31 January 2018 (Last Updated January 31st, 2018 12:25)

The European Commission (EC) has launched infringement proceedings against five member states in order to ensure effective application of defence procurement rules.

The European Commission (EC) has launched infringement proceedings against five member states in order to ensure effective application of defence procurement rules.

The rules are aimed to allow companies to operate across borders and enable member states to get the best value for money.

The EC has decided to send formal notices to Denmark, Italy, the Netherlands, Poland and Portugal for either not following or wrongly applying European Union (EU) rules on public procurement in defence and security markets.

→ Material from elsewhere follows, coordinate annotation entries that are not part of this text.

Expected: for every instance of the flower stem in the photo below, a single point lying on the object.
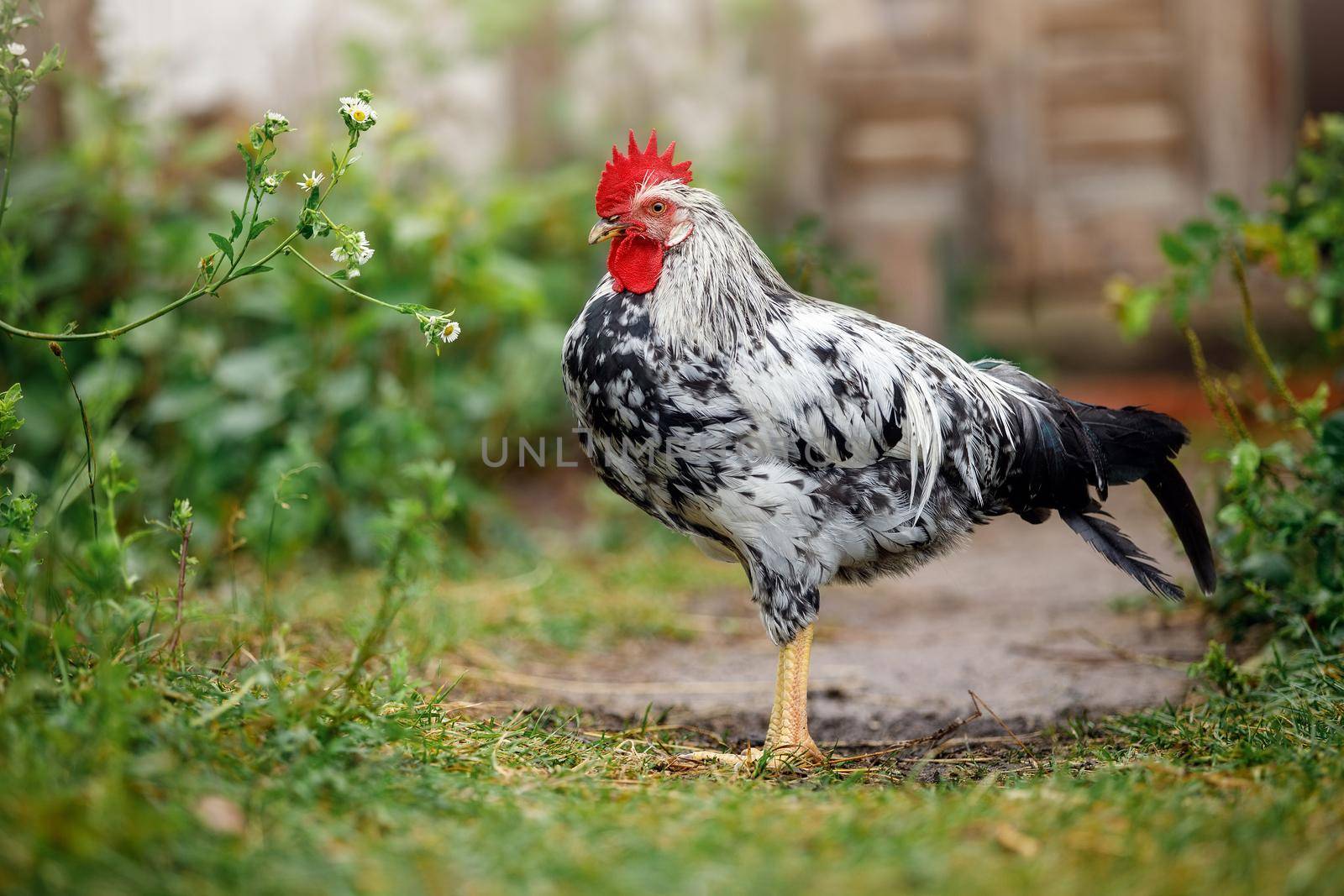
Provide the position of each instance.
(339, 284)
(197, 291)
(8, 157)
(1256, 343)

The infringement procedures opened by the commission relate to the number of direct defence contracts awarded by Italy, Poland and Portugal to national suppliers in breach of the EU Defence Procurement Directive.

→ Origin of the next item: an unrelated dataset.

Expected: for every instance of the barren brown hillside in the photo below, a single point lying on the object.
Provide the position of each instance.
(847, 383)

“The five member states are given two months to respond to the allegations put forward against them by the EC.”

The government body will send formal notices to Denmark and the Netherlands based on the concern that the nations have imposed unjustified offset requirements demanding compensation from non-national suppliers while acquiring defence equipment from them.

European Commission internal market, industry, entrepreneurship, and small and medium-sized enterprises (SMEs) commissioner Elżbieta Bieńkowska said: “Ensuring that public expenditure on defence is spent efficiently is in everyone’s interest, public authorities, industry, and most importantly our citizens.

“If effectively implemented, the Defence Procurement Directive can help ensure that taxpayer money is well spent and improve the competitiveness of Europe’s defence industry, including its many SMEs.

“These efforts go hand in hand with boosting defence cooperation with the European Defence Fund that could generate a total investment in defence research and capability development of €5.5bn per year after 2020.”

The five member states are given two months to respond to the allegations put forward against them by the EC.

Launched in June last year, the European Defence Fund helps avoid unnecessary duplication of capabilities and expenditure in European defence markets by supporting collaborative projects in defence research, prototype development and joint capability acquisition.